Resurrection
Published On: December 15, 2009

I promised to bore you with copious details of a new project.  Now I’m not quite ready to cast on, but we all know that casting on is not the first step in a project.  Before you cast on, you need to find some yarn.  I’ve got some that’s been hibernating in the sash for far too long.

Long long ago, when I was just a wee baby knitter, I decided to make my first venture into a Real Yarn Store.  I had finished a grand total of three socks (not three pairs…three socks, there is a fairly substantial difference), and I was convinced I was ready for the good yarn.  The only yarn I had worked with up to this point had been either from a big box store or from the sale pile at Knit Picks.  Now I have nothing against Knit Picks, but two skeins of their sale sock yarn don’t really give one an adequate sense of the full variety and majesty of the yarn universe.  I had a suspicion there was more out there, and I wanted to find it.

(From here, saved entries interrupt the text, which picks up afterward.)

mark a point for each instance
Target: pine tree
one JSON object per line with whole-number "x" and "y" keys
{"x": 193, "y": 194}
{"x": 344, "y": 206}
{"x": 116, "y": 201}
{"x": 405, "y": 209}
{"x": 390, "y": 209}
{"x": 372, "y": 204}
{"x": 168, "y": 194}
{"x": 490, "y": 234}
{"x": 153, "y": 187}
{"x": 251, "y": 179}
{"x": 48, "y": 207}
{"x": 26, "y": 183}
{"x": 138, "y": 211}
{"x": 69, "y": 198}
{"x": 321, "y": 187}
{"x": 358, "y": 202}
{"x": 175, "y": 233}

I gathered up my courage and went to the Store That Shall Remain Nameless.  Let’s say that the experience was not all I could have hoped for.  The store had that cliquey feeling that too many yarn stores have.  There was a not-so-subtle suggestion that if you weren’t working on an intricate cabled cardigan in fingering weight yarn or a lace shawl big enough to double as a tent you weren’t a real knitter and so clearly weren’t worthy to be in the store.  There wasn’t much of an organizational scheme, and nothing had visible prices.  I asked about sock yarn and was directed with a head nod to a small basket shoved off in a corner.  I didn’t see a single thing I like.  Not one.

Now I have this character flaw that makes me feel deeply uncomfortable in stores where the staff is being snotty and superior.  It’s ridiculous.  I know that I should simply double check my posture, smile politely, and leave with my wallet unopened.  I’m working on it.  At the time though, I couldn’t quite manage it.  Instead I wandered around feeling I had to find something to buy so I would seem worthy.  I saw a glimmering skein of Fiesta Yarns’ La Luz Multi.  It was silk.  It was shiny.

I picked it up and scurried over to the the counter.  After finishing her row and having a leisurely sip of her coffee, the owner sauntered over to ring me up.  Remember how I said there were no prices on anything?  Yeah.  The yarn rang up at $35.00 (robbery I now realize, but I didn’t know any better then).  That was rather more than I had intended to spend, and rather more than I could comfortably afford, but I was too embarrassed to put it back.

I brought it home and set it somewhere safe where I could gaze at it but not harm it.  I had no idea what to do with it.  I was obviously not a good enough knitter to deserve it.  I eventually put it away so it would stop taunting me.  That was more than two years ago.

I just dug it back out.  I am a good enough knitter to use whatever yarn I want.  I don’t think I actually have too terribly many more skills than I did two years ago, I’m just a heck of a lot more confident.  This yarn should not be intimidating.  This yarn should not have to bear the weight of the bad juju of a crappy yarn store.  This yarn should be used.

I’ve decided to make something indulgent and impractical and frivolous.  I’m thinking fingerless gloves.  I have an unholy love for them, and I’ve got just the right amount of yarn to make a nice substantial pair.  So now I have yarn and a plan.  Add in a pattern and it starts to look like a project.